Los agentes retuvieron a tres personas involucradas en los incidentes, entre ellas al propio Damián. Cuando lo subieron al patrullero, su esposa se posicionó delante del vehículo y gritó: “Lo mataron, lo mataron. A ellos se los tienen que llevar presos”.
¿Cómo comenzó la investigación?
Todo arrancó con una denuncia de la cirujana plástica Romina Neira, que trabaja en el barrio porteño de Palermo. En diciembre de 2025 descubrió que circulaba un certificado médico falso con una firma que aparentaba ser la suya y que incluso había sido presentado durante un juicio oral.

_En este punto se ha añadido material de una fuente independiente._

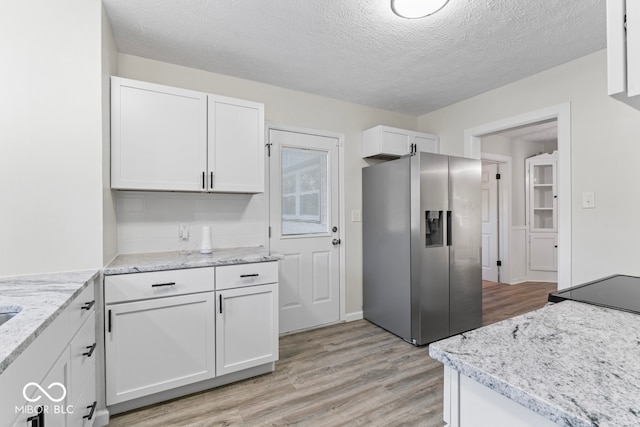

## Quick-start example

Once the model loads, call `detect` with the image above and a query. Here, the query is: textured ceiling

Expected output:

“Se comunicó conmigo una médica que estaba ayudando a su hermana, que es fiscal, en una causa de violencia de género. Varios médicos figurábamos en certificados. Ahí estaba mi nombre, apellido y matrícula”, relató Neira en diálogo con LN+. El certificado contenía errores: figuraba una matrícula nacional en lugar de provincial y una especialidad que no correspondía a la profesional.
Por su parte, la expareja de uno de los hijos de Santarceri reveló que ella misma había abierto los consultorios en 2020 bajo el nombre “Salud Sí” y que su exsuegro Rubén se habría apropiado del negocio mientras ella atravesaba una depresión. “Cuando me dieron el alta e intenté ingresar, él ya había mudado los consultorios a la Ruta 3 y le había cambiado el nombre a Argentina Salud”, explicó.
La investigación sobre la red de médicos truchos en Catán continúa con 23 personas más bajo la lupa judicial.
La clínica de médicos truchos en Catán dejó al descubierto una red que operó durante años a la vista de todos, hasta que una firma falsa en un expediente judicial lo cambió todo.